THE EDITED PRESS RELEASE: “Guitarist Earl Slick never had a Plan B. Still doesn’t. In fact, he doesn’t believe in backup plans. “If you have a backup plan,” said the guitarist who for decades worked alongside rock royalty including David Bowie and John Lennon among others, “then eventually you become the backup plan.” Which explains — and fuels — Slick’s new album Fistful of Devils.
Harnessing his musical roots as a child of the ’60s — when blue-based rock pushed its way to the front of the line — and incorporating his decades as one of the most sought-after touring musicians in the business, Fistful is Slick as he’s been from the start: An artist who fully mines the depths of the blues and guitar by drawing on a toolkit assembled from blues to glam to punk to rockabilly.

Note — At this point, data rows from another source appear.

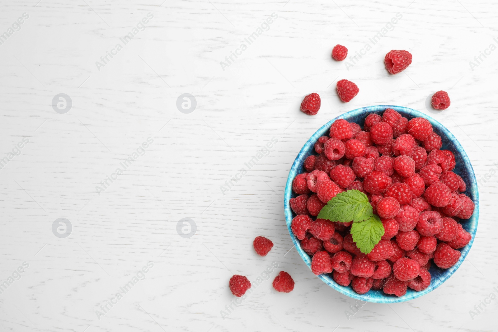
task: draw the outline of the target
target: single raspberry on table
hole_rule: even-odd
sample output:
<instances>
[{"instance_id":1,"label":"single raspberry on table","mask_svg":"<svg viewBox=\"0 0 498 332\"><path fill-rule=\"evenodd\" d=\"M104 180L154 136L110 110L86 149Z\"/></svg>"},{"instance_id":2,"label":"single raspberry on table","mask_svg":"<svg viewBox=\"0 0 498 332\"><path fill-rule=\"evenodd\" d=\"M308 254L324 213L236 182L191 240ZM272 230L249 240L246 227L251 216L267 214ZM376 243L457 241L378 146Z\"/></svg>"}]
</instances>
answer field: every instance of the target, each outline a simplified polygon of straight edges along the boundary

The 11-track album is no retread retrospective of Slick’s run of 40 years as a professional guitarist; it’s an audible demonstration of a virtuoso still pushing deep into rock ’n’ roll’s blues roots. The instrumental album, Slick says, is acrobatics without a net. Some of the tracks on Fistful were ideas that had been rattling around in his hear for decades. Some were wholly new. That lifelong journey from Brooklyn didn’t leave him empty-handed; he brought back the prizes, the tricks, the scars, the influences and the tools from a road that never presented a detour. Or an end. He’s a man, after all, who knows a thing or two about persevering, about longshots and locked-in trajectories. Perseverance also had no backup plan when it was launched. It had to get there. “I am,” Slick said. “Exactly where I should be.”